A complete pytorch pipeline for training, cross-validation and inference notebooks used in Kaggle competition Global Wheat Detection (May-Aug 2020)
Wheat heads were from various sources:
A few labeled images are as shown: (Blue bounding boxes)
A brief content description is provided here, for detailed descriptions check the notebook comments
-
Pre-Processing:
- Handled the noisy labels (too big/small boxes etc.)

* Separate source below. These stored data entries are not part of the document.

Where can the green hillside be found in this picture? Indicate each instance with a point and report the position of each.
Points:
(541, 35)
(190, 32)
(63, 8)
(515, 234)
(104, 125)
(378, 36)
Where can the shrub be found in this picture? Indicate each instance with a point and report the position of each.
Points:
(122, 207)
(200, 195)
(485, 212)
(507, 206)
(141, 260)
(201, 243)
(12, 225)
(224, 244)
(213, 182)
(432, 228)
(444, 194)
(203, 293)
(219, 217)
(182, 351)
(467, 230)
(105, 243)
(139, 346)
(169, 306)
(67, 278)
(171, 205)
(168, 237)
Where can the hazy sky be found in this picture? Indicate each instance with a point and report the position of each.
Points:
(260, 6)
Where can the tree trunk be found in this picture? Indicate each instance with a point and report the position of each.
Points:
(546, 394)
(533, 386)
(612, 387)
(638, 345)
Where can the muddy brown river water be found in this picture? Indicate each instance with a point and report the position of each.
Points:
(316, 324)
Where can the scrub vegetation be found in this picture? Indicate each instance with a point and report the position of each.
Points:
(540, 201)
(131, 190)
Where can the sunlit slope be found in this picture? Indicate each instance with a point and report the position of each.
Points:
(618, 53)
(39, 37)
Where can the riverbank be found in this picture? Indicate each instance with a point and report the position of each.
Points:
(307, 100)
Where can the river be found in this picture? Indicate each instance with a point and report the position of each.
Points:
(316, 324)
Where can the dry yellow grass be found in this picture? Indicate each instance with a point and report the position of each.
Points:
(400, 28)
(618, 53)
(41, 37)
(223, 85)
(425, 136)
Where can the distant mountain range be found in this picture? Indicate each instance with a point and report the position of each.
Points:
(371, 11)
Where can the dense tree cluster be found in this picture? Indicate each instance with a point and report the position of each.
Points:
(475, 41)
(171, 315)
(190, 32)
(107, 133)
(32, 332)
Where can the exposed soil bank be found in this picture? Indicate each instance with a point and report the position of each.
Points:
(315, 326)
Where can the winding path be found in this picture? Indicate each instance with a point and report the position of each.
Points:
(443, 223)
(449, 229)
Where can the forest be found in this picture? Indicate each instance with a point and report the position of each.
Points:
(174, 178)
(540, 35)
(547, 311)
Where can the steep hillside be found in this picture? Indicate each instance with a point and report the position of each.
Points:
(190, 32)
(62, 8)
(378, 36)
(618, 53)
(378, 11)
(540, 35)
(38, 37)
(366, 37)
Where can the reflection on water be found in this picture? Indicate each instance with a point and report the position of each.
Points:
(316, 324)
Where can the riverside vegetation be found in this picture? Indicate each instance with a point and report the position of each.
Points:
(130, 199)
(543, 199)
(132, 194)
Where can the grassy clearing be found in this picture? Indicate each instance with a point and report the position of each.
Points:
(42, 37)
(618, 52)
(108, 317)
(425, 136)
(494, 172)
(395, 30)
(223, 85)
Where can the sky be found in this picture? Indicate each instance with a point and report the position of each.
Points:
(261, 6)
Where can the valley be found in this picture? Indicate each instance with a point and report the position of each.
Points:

- Stratified 5 fold split based on source -
Augmentations:
- Albumentations - RandomSizedCrop, HueSaturationValue, RandomBrightnessContrast, RandomRotate90, Flip, Cutout, ShiftScaleRotate
- Mixup - https://arxiv.org/pdf/1710.09412.pdf
2 images are mixed
- Mosaic - https://arxiv.org/pdf/2004.12432.pdf
4 images are cropped and stitched together
- Mixup-Mosaic: Combining the above two, applying mixup to 2 (top-right and bottom-left) of the 4 quarters of mosaic
-
Configurations:
- Optimizer - Adam Weight Decay (AdamW)
- LR Scheduler - ReduceLRonPleateau (initial LR = 0.0003, factor = 0.5)
- Model - EfficientDet D5 (pytorch implementation of the original tensorflow version)
- Input Size - 1024 * 1024
- Last and Best 3 checkpoints saved
-
Pre-Processing:
- Same as in [TRAIN] -
Test Time Augmentations:
- Flips and Rotate
- Color shift
- Scale (scale down with padding) -
Ensemble:
- Support for ensembling of multiple folds of the same model
- Weighted Boxes Fusion is used to ensemble final predicted boxes -
Automated Threshold Calculations:
- Confidence level threshold is calculated based on ground truth labels
- Optimal Final CV score (Metric: IoU) is obtained through this
-
Test Time Augmentations:
- Same as in [CV] -
Pseudo Labelling:
- Multi-Round Pseudo Labelling pipeline based on https://arxiv.org/pdf/1908.02983.pdf
- Implemented Cross Validation calculations at the end of each round to decide the best thresholds for Pseudo Labels in the next round
- Training pipeline same as in [TRAIN]
-
Post-Processing and Result:
- Included final bounding boxes reshaping function
(Red : Original | Blue : Altered {+5%})
- Final predictions made with ensembled combinations of TTA
Just change the directories according to your environment.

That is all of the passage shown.